I have been lucky enough to witness this parade many times and each year the rhythmic clanging of the approaching bells sends shivers down my spine. All conversation ceases and people crane their necks in the direction of the noise, eager to catch their first glimpse. The bell ringers (both men and women) march in formation, a dozen or so in a kind of pack. They each grasp a bell in their hands and move in a half-swaying motion as they wend their way down the street, into restaurants and between tables and chairs.
The bells come in all shapes and sizes from big to large to impossibly large. It must be a very effective workout. The bell ringers wear bright, embroidered smocks that don’t seem best suited to the harshness of deep winter, yet despite the total absence of coats, scarves and gloves the ringers seem unaffected by the frosty weather. I can only assume (and hope!) they receive sufficient celebratory sustenance to keep them warm as they go about their night’s work.
Many believe that ringing bells at New Year drives out evil spirits and brings good luck.

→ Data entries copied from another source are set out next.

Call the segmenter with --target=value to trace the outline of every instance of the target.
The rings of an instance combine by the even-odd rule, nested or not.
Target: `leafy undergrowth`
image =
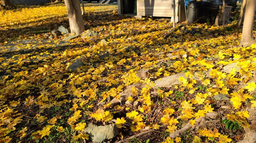
[[[83,132],[89,122],[116,123],[117,135],[112,142],[148,129],[155,131],[130,141],[243,139],[240,126],[249,126],[245,109],[256,106],[256,47],[237,46],[242,29],[233,24],[222,28],[186,23],[174,29],[169,19],[118,16],[116,5],[85,6],[86,29],[99,34],[68,41],[62,40],[66,35],[49,40],[44,35],[61,25],[68,27],[63,4],[0,11],[1,142],[83,142],[89,139]],[[129,47],[132,48],[126,51]],[[105,53],[110,56],[101,58]],[[80,57],[84,66],[67,71]],[[222,71],[233,63],[236,67]],[[148,77],[135,75],[146,70]],[[179,84],[153,89],[153,81],[181,72],[187,77],[180,77]],[[136,83],[147,86],[132,88],[132,97],[110,108],[111,99],[118,99]],[[219,94],[230,100],[216,100],[213,96]],[[169,137],[213,111],[219,115],[199,130]]]

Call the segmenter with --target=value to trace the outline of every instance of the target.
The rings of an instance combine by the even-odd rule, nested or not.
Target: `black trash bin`
[[[134,13],[135,7],[135,0],[123,0],[124,13]]]
[[[202,1],[196,0],[190,1],[187,3],[188,23],[193,23],[200,17],[203,4]]]

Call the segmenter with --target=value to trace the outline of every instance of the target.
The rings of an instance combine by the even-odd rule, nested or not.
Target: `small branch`
[[[34,118],[33,117],[31,117],[28,116],[26,116],[26,115],[20,115],[22,116],[26,117],[29,117],[29,118],[32,118],[32,120],[33,119],[32,119],[33,118]]]
[[[152,116],[153,115],[153,112],[155,111],[155,109],[156,109],[156,106],[157,106],[157,103],[158,102],[158,100],[159,99],[159,96],[158,96],[157,97],[157,102],[156,103],[156,104],[155,104],[155,107],[154,107],[154,108],[153,109],[153,110],[152,111],[152,112],[151,112],[151,115],[150,115],[150,118],[151,118],[152,117]]]
[[[163,125],[162,125],[160,126],[160,127],[164,127],[164,126],[166,126],[166,125],[168,125],[168,124],[164,124]],[[147,131],[145,131],[145,132],[143,132],[140,133],[138,134],[137,135],[133,135],[132,136],[130,136],[130,137],[128,137],[128,138],[127,138],[126,139],[123,139],[122,140],[120,140],[120,141],[117,142],[117,143],[120,143],[122,142],[125,142],[126,141],[127,141],[128,140],[130,140],[130,139],[133,139],[133,138],[134,138],[134,137],[138,137],[138,136],[140,136],[141,135],[144,135],[144,134],[146,134],[149,133],[150,133],[151,132],[153,132],[154,131],[155,131],[154,130],[147,130]]]
[[[44,122],[42,123],[41,124],[39,125],[38,126],[43,126],[43,125],[44,125],[46,123],[46,122]],[[29,135],[31,135],[31,134],[32,133],[33,133],[35,132],[35,131],[36,131],[37,130],[37,128],[34,129],[32,130],[28,134],[26,134],[26,135],[24,135],[24,136],[23,136],[20,139],[20,141],[21,141],[24,138],[26,138],[28,136],[29,136]]]

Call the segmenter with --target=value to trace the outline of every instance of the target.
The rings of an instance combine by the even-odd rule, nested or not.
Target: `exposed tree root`
[[[239,47],[250,47],[251,45],[255,43],[255,40],[252,38],[247,40],[241,40],[241,42],[239,45]]]
[[[216,116],[219,114],[217,112],[213,112],[206,114],[204,117],[201,117],[196,120],[196,124],[192,126],[189,123],[187,123],[180,130],[176,130],[175,132],[170,135],[170,137],[172,138],[175,138],[179,136],[180,135],[185,133],[191,128],[194,130],[195,129],[199,129],[201,126],[205,125],[207,122],[205,121],[209,119],[214,119],[216,118]]]
[[[179,78],[180,77],[185,77],[185,73],[179,73],[170,75],[162,78],[161,80],[157,80],[154,82],[155,85],[153,87],[154,89],[157,89],[159,87],[170,87],[172,86],[178,84],[180,83]],[[115,98],[111,100],[111,103],[112,107],[113,107],[118,103],[125,101],[127,97],[130,96],[133,96],[132,93],[132,88],[135,87],[139,89],[139,92],[143,87],[146,87],[145,84],[137,83],[130,85],[128,86],[126,89],[120,93],[120,97],[119,99]]]

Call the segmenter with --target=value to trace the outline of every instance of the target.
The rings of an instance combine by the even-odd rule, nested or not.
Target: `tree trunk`
[[[83,15],[84,14],[84,1],[83,0],[81,0],[81,3],[82,3],[82,15]]]
[[[239,46],[249,47],[255,43],[252,30],[254,20],[255,2],[254,0],[247,0],[243,26],[242,38]]]
[[[241,12],[240,12],[240,15],[239,15],[238,20],[237,20],[237,26],[239,28],[241,27],[241,24],[242,24],[244,16],[245,15],[244,12],[246,1],[246,0],[243,0],[242,1],[242,3],[241,4]]]
[[[10,0],[1,0],[1,5],[3,6],[8,8],[11,7]]]
[[[79,0],[64,0],[64,2],[68,12],[71,33],[77,35],[82,33],[85,29]]]

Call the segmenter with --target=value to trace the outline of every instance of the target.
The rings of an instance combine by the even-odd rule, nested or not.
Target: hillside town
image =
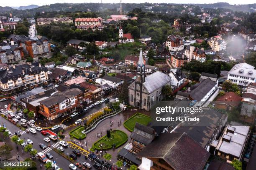
[[[255,170],[256,6],[224,4],[0,6],[0,169]]]

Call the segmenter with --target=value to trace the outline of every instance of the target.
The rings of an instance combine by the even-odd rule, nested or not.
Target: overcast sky
[[[120,0],[102,0],[103,3],[119,3]],[[31,4],[38,5],[49,5],[55,3],[84,3],[100,2],[101,0],[11,0],[10,1],[0,0],[0,6],[17,7],[26,6]],[[230,4],[248,4],[255,3],[255,0],[123,0],[126,3],[143,3],[147,2],[151,3],[213,3],[218,2],[226,2]]]

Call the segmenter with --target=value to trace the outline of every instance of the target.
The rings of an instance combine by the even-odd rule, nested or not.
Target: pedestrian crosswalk
[[[59,146],[59,141],[51,145],[51,146],[52,146],[54,148],[55,148],[57,147],[57,146]]]
[[[41,152],[42,152],[44,154],[46,154],[47,153],[49,152],[52,149],[51,148],[47,148],[46,149],[45,149],[44,150],[42,150]]]
[[[63,129],[65,129],[68,127],[68,126],[66,125],[64,125],[64,124],[61,123],[59,125],[60,127],[62,128]]]

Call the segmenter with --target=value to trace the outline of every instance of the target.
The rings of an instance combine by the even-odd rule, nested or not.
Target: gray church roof
[[[143,83],[149,93],[151,93],[170,82],[171,78],[159,71],[157,71],[147,77]]]

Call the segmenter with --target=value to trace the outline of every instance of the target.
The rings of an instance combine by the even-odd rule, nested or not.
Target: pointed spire
[[[139,57],[139,60],[138,62],[138,65],[140,67],[144,65],[143,56],[142,56],[142,50],[141,49],[141,52],[140,52],[140,57]]]

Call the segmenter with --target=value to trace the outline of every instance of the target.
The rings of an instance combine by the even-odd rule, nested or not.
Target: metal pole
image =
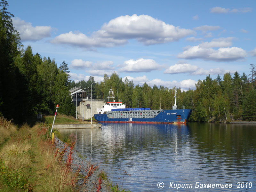
[[[53,125],[54,125],[54,122],[55,121],[55,118],[56,117],[56,115],[57,115],[57,110],[59,108],[59,105],[57,105],[56,106],[56,112],[55,112],[55,115],[54,116],[54,118],[53,119],[53,122],[52,123],[52,130],[51,130],[51,134],[52,132],[52,129],[53,128]]]
[[[77,119],[77,93],[76,93],[76,119]]]
[[[92,95],[91,96],[91,124],[92,124],[92,84],[94,83],[99,83],[99,81],[97,82],[94,82],[92,84]]]
[[[83,104],[82,105],[82,106],[83,106],[82,107],[83,107],[83,121],[84,121],[84,89],[88,89],[88,88],[89,88],[89,87],[87,87],[87,88],[84,88],[84,89],[83,89],[83,90],[82,90],[82,92],[83,92],[83,96],[82,96],[83,98],[82,99],[82,100],[83,100],[82,101],[82,102]],[[86,92],[85,92],[85,94],[86,94]]]
[[[135,99],[135,100],[136,100],[136,101],[138,101],[138,106],[139,108],[140,108],[140,101],[138,99]]]

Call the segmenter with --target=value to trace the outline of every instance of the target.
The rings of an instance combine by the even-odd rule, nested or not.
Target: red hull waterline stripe
[[[158,123],[164,124],[186,124],[187,121],[179,121],[174,122],[148,122],[148,121],[99,121],[101,123]]]

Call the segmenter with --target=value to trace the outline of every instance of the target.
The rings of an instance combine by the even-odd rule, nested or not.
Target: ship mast
[[[112,96],[111,96],[110,95]],[[112,86],[110,85],[110,90],[109,90],[109,91],[108,92],[108,102],[109,102],[109,98],[111,98],[111,97],[112,98],[112,102],[114,102],[114,93],[113,92],[113,90],[112,90]]]
[[[172,88],[172,94],[173,94],[173,90],[174,90],[174,105],[172,106],[172,109],[177,109],[177,106],[176,105],[176,93],[177,92],[177,88],[176,88],[176,86],[174,86],[174,88]]]

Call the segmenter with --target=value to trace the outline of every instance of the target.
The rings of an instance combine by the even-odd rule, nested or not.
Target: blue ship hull
[[[151,111],[156,111],[158,113],[153,118],[148,118],[146,116],[147,113],[148,114]],[[95,114],[94,115],[94,117],[99,122],[101,122],[186,123],[192,111],[191,109],[138,111],[139,113],[137,114],[136,116],[131,112],[130,112],[130,114],[129,112],[126,113],[125,115],[124,114],[125,112],[120,111],[109,112],[108,115],[107,114]],[[114,112],[115,113],[115,116],[112,115],[113,114],[112,113]],[[118,116],[119,118],[115,118],[115,116]],[[120,117],[121,118],[120,118]]]

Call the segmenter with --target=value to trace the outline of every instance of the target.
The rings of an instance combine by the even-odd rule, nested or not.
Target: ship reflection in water
[[[121,185],[122,170],[130,174],[123,187],[132,191],[168,191],[173,182],[193,184],[180,189],[185,191],[197,191],[196,182],[232,184],[204,191],[256,191],[255,125],[106,123],[101,129],[60,131],[76,134],[76,150],[100,163],[113,183]],[[237,188],[238,182],[252,182],[251,188]]]

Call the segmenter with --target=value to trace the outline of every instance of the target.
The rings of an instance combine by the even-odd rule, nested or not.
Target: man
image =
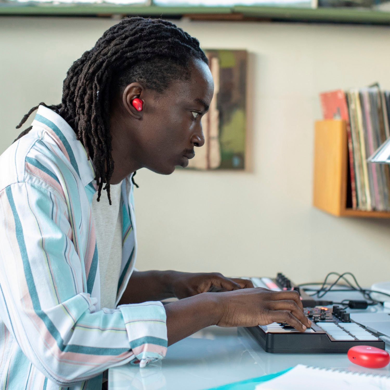
[[[0,157],[2,386],[99,388],[108,368],[144,366],[209,325],[310,326],[294,291],[219,274],[133,272],[135,172],[186,166],[204,143],[213,89],[197,39],[130,18],[73,63],[60,104],[25,116],[18,128],[38,108]],[[91,211],[104,190],[111,222]],[[159,301],[172,296],[183,299]]]

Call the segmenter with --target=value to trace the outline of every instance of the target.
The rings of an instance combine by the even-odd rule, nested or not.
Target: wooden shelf
[[[110,4],[0,3],[0,15],[140,15],[203,20],[276,21],[390,25],[390,12],[351,8],[236,6],[169,7]]]
[[[347,208],[348,147],[344,121],[319,121],[314,137],[313,205],[336,216],[390,218],[388,211]]]

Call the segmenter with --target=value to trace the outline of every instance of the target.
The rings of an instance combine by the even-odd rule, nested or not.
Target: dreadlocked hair
[[[60,104],[40,103],[66,121],[85,148],[89,160],[92,159],[98,201],[102,189],[106,190],[111,204],[110,182],[114,161],[109,124],[110,102],[115,94],[134,82],[162,92],[171,81],[189,78],[189,65],[194,58],[208,63],[198,40],[173,23],[161,19],[127,18],[105,31],[90,50],[73,62],[64,80]],[[31,108],[16,128],[38,107]],[[132,180],[138,187],[134,176]]]

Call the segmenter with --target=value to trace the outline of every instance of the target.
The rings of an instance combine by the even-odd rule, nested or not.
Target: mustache
[[[183,155],[194,154],[195,152],[193,149],[185,149],[183,151]]]

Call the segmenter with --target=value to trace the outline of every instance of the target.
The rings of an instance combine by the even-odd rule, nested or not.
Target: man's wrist
[[[157,272],[158,272],[158,278],[164,293],[169,296],[170,298],[176,297],[174,284],[175,274],[177,271],[168,270]]]

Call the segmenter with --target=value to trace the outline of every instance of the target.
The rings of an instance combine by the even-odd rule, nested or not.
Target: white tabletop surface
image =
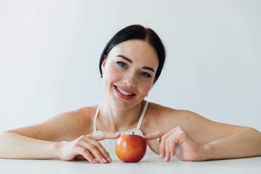
[[[0,174],[261,174],[261,157],[185,162],[175,158],[168,163],[159,156],[147,156],[138,163],[120,161],[116,156],[108,164],[59,160],[0,159]]]

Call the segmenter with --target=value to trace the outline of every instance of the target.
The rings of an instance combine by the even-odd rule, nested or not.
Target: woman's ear
[[[104,69],[105,64],[106,63],[106,55],[103,55],[103,60],[102,61],[102,63],[101,63],[101,72],[102,72],[102,73],[103,73],[103,69]]]

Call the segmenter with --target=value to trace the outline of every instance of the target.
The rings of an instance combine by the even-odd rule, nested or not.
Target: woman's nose
[[[127,86],[131,87],[135,87],[137,85],[135,75],[132,73],[128,73],[125,75],[122,81]]]

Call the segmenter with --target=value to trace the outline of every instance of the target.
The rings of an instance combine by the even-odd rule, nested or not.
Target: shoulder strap
[[[96,109],[96,112],[95,112],[94,118],[93,118],[93,132],[96,131],[96,120],[97,116],[98,116],[98,113],[99,112],[99,104],[98,105],[97,109]]]
[[[144,107],[143,108],[142,113],[141,113],[141,116],[140,117],[140,119],[139,120],[139,122],[138,122],[138,125],[137,125],[137,128],[139,129],[141,127],[141,123],[142,123],[142,120],[143,120],[143,117],[144,117],[144,115],[145,115],[145,113],[147,110],[147,108],[148,107],[148,105],[149,105],[149,102],[148,101],[146,101],[145,105],[144,105]]]

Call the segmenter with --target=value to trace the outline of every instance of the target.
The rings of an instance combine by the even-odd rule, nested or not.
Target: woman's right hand
[[[115,139],[120,134],[101,133],[82,135],[67,143],[61,144],[59,158],[64,161],[86,159],[92,164],[111,162],[109,153],[98,141],[105,139]]]

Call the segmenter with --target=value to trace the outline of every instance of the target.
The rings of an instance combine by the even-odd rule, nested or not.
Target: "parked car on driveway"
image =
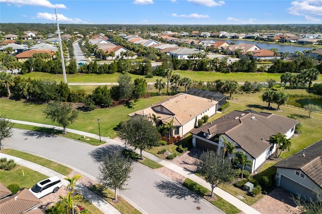
[[[52,192],[57,192],[62,183],[57,176],[51,177],[37,183],[29,191],[36,197],[40,198]]]

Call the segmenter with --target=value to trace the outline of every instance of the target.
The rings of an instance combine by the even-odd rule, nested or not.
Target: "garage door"
[[[202,140],[197,138],[196,139],[196,146],[204,150],[215,150],[217,151],[217,146],[213,144],[205,142]]]
[[[303,199],[304,197],[306,199],[308,199],[309,198],[312,199],[315,199],[315,196],[313,194],[312,190],[283,175],[281,176],[280,186],[296,196],[300,194],[301,197]]]

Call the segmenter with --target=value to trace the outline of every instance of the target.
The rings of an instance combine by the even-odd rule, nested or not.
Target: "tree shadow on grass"
[[[194,202],[200,203],[201,197],[194,193],[190,190],[183,186],[181,186],[173,181],[170,180],[162,180],[154,182],[154,186],[159,191],[165,194],[166,196],[170,198],[175,197],[179,199],[187,200],[187,197],[192,197]]]
[[[89,153],[96,162],[101,162],[106,155],[111,155],[115,152],[121,152],[124,147],[115,144],[108,145],[100,147]]]
[[[37,138],[55,138],[56,135],[62,134],[63,131],[54,129],[44,127],[35,127],[33,130],[28,130],[24,132],[24,135],[30,137],[37,137]]]

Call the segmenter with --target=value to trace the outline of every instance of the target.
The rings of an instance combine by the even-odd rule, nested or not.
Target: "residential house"
[[[18,35],[14,34],[7,34],[4,36],[6,40],[9,40],[11,39],[17,39],[18,38]]]
[[[196,48],[181,48],[179,49],[171,51],[169,55],[171,58],[176,58],[179,59],[190,59],[188,56],[194,53],[198,53],[200,51]]]
[[[7,45],[0,47],[0,51],[3,51],[4,49],[11,47],[14,50],[13,53],[19,53],[27,50],[27,46],[23,45],[18,45],[15,43],[9,43]]]
[[[24,189],[14,195],[0,199],[0,211],[2,213],[42,213],[37,206],[41,200],[30,192],[28,189]]]
[[[214,115],[217,103],[217,101],[181,93],[129,116],[139,115],[150,118],[154,114],[160,117],[164,124],[173,120],[174,128],[171,131],[171,136],[182,137],[197,125],[198,120],[205,115],[211,117]]]
[[[262,60],[270,60],[274,59],[280,59],[281,58],[281,55],[275,55],[274,51],[271,51],[267,49],[260,49],[256,51],[251,51],[252,53],[252,55],[250,56],[251,59],[261,59]],[[248,56],[248,52],[242,52],[242,57]]]
[[[54,52],[57,52],[58,50],[58,48],[55,45],[43,43],[33,45],[30,47],[30,49],[50,50],[51,51]]]
[[[12,193],[10,189],[7,188],[2,183],[0,183],[0,199],[10,195]]]
[[[322,140],[274,166],[277,186],[306,200],[322,194]]]
[[[33,55],[35,53],[48,53],[52,57],[54,54],[54,52],[50,50],[38,50],[38,49],[31,49],[28,51],[24,51],[22,53],[20,53],[19,54],[16,55],[16,58],[18,59],[19,62],[24,62],[26,60],[27,60],[30,58],[33,57]]]
[[[315,58],[318,60],[322,60],[322,49],[312,51],[312,53],[310,53],[310,57]]]
[[[224,137],[235,146],[235,152],[244,152],[252,162],[252,166],[245,169],[253,173],[276,150],[276,145],[269,142],[270,137],[279,132],[289,139],[298,123],[273,114],[234,111],[190,133],[194,147],[213,150],[218,154],[224,147]]]
[[[233,54],[236,50],[239,50],[242,52],[247,52],[248,51],[257,51],[261,48],[257,45],[251,43],[239,43],[237,45],[229,45],[226,47],[223,47],[222,49],[224,49],[229,51],[230,54]]]
[[[207,38],[209,36],[210,36],[210,33],[209,32],[201,32],[200,34],[200,37],[201,37]]]

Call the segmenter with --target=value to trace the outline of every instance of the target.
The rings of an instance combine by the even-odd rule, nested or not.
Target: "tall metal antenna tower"
[[[60,38],[60,34],[63,33],[62,31],[59,30],[59,24],[58,24],[58,19],[57,17],[57,10],[55,8],[55,14],[56,14],[56,22],[57,23],[57,31],[55,32],[55,34],[58,35],[58,40],[59,41],[59,48],[60,50],[60,57],[61,58],[61,65],[62,66],[62,75],[64,77],[64,82],[67,83],[67,77],[66,77],[66,70],[65,69],[65,61],[64,61],[64,55],[62,53],[62,46],[61,45],[61,38]]]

At some point since moving to Switzerland we translated this into creating a new family tradition of our own: whenever we’re invited to a wedding we give a cow bell to the happy couple.
We organise this at the veritable treasure trove that is the Quincaillerie Daenzer shop in Moulins. There we buy a shiny new cow bell and leather strap. We get a brass plaque engraved with the newlyweds’ names and their wedding date and have this affixed to the leather strap. Love it or hate it you’ve got to agree it’s an original present.
It usually goes down well, especially when we tell the happy couple it brings good luck. At worst we get bemused looks, but most of the time it is taken in the spirit as intended. There is also a definite upside to giving a cow bell as a gift. Everyone’s heard tales of couples receiving three toasters or two coffee machines, despite the most organised of wedding present lists. We are always more than certain our present will not be duplicated.
And now, I suppose, we can be certain to receive no further wedding invitations following this admission of the gift we bear. Still I like to think Lord Alfred Tennyson would approve.
Let the bells ring out good luck for 2019 wherever you may be. Happy New Year!